DNN/LVZ, 26.01.2009
Das merkwürdige Auftauchen zweier Geheimdokumente
Brisante Papiere aus Panzerschrank des Landtags kursieren in Dresden
Dresden. Einen Tag vor dem Auftritt der ehemaligen Chefin des Referats Organisierte Kriminalität (OK) beim Verfassungsschutz, Simone Henneck, im U-Ausschuss kursieren in Dresden zwei Geheimdokumente aus den Archiven des Nachrichtendienstes. Dabei handelt es sich um ein 16-seitiges Dossier zu möglichen Leipziger OK-Netzwerken samt umfangreichem Anhang sowie um 24 Blatt, die sich um vermeintliche Verbindungen der Immobilien- und Rotlichtszene zur Politik drehen – ebenfalls mit Anhang.
Die beiden Dokumente, die dieser Zeitung vorliegen, stammen von Henneck und wurden im Mai sowie Anfang Juni 2007 an die Generalstaatsanwaltschaft geschickt. Zum Teil sind sie als „Vertrauliche Verschlusssache“ gekennzeichnet. Brisant ist dies, weil in der vergangenen Woche bekannt wurde, dass zwei Geheimdokumente aus dem Panzerschrank des Landtags verschwunden sind. Höchstwahrscheinlich handelt es sich bei den beiden Dossiers um genau diese Papiere, die von Insidern jetzt anonym gestreut werden.
Dabei ist der Inhalt der Papiere nicht neu. Es handelt sich lediglich um eine ausführlichere Version altbekannter, unbelegter Vorwürfe. Interessant ist allerdings das beigefügte Anschreiben des zu jener Zeit amtierenden Präsidenten des Landesamtes für Verfassungsschutz, Olaf Vahrenhold, an den damaligen Generalstaatsanwalt Jörg Schwalm. In dem Schriftsatz vom 25. Mai 2007 lässt Vahrenhold keinen Zweifel an der Relevanz der übersandten Dokumente aufkommen. „Ich gebe der Hoffnung Ausdruck“, schreibt der Geheimdienst-Chef an Schwalm, „dass aus dem Material Ansätze für weitere Ermittlungen gewonnen werden können.“
Gleichzeitig verweist Vahrenhold den Generalstaatsanwalt an Henneck. Diese stehe „als fachliche Ansprechpartnerin“ zur Verfügung. Das ist beachtlich, da Henneck nur wenige Wochen später von Verfassungsschutz und Innenressort öffentlich demontiert wurde. Nach der neuen Version, die der Präsident des Landesamts, Reinhard Boos, sowie der damalige Staatssekretär Klaus Fleischmann dann präsentierten, soll die Ex-Referatsleiterin fachlich unsauber gearbeitet und elementare Geheimdienstregeln verletzt haben.

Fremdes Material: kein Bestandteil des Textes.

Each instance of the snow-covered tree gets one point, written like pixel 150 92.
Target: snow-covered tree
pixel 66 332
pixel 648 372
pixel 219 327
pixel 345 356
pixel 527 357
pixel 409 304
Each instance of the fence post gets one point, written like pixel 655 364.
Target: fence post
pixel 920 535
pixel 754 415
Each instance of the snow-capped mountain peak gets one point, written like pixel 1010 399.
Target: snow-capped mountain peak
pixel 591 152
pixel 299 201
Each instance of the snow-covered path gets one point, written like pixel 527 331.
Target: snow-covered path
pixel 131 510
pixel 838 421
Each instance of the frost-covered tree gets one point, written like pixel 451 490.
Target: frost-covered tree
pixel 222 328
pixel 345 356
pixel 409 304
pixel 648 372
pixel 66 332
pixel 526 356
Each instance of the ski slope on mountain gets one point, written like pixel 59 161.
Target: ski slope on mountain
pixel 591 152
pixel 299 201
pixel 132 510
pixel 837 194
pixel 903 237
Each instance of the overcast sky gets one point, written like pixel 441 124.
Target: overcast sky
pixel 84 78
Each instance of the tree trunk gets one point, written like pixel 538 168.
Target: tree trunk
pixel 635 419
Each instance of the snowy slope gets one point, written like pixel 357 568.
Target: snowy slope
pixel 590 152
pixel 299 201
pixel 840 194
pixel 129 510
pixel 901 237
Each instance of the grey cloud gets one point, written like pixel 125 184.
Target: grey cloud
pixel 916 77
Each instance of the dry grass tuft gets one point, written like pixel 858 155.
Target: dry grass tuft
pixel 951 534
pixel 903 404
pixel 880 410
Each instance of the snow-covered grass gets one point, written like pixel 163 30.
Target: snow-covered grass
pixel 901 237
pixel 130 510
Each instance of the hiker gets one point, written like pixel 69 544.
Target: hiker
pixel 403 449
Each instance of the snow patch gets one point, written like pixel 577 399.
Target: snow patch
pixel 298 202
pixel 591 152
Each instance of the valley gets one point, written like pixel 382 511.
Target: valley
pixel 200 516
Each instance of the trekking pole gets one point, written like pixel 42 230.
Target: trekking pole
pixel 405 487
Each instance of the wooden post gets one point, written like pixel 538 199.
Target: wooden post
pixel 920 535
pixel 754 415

In dem jetzt aufgetauchten Anschreiben ist davon keine Rede. Im Gegenteil, Vahrenhold geht noch einen Schritt weiter: „Bereits jetzt kann ich Ihnen anbieten, dass Frau Henneck in möglichen Ermittlungs- und Strafverfahren als Zeugin dienen kann“, schreibt er an Schwalm. Auf diesen Widerspruch hatte der SPD-Abgeordnete
Karl Nolle bereits bei der Vernehmung von Vahrenhold im Untersuchungsausschuss vor wenigen Wochen hingewiesen.
Neben Henneck soll nach offizieller Lesart der Regierung auch der ehemalige OK-Ermittler bei der Leipziger Polizei, Georg Wehling, Drahtzieher der Affäre gewesen sein. Dieser Version hatte nicht nur Wehling selbst Mitte Dezember vergangenen Jahres im U-Ausschuss widersprochen, sondern mit Christoph Hindinger auch ein ehemaliger Abteilungsleiter des Verfassungsschutzes.
Hindinger sagte damals, das OK-Referat unter Henneck sei keinesfalls aus dem Ruder gelaufen. Es habe zumeist ernsthaft gearbeitet, regelmäßig den Präsidenten unterrichtet und sich nicht verselbstständigt. Lediglich in den letzten Wochen vor seiner Auflösung 2006 habe es einige „Unschärfen“ gegeben. Genau diese muss Henneck heute erklären.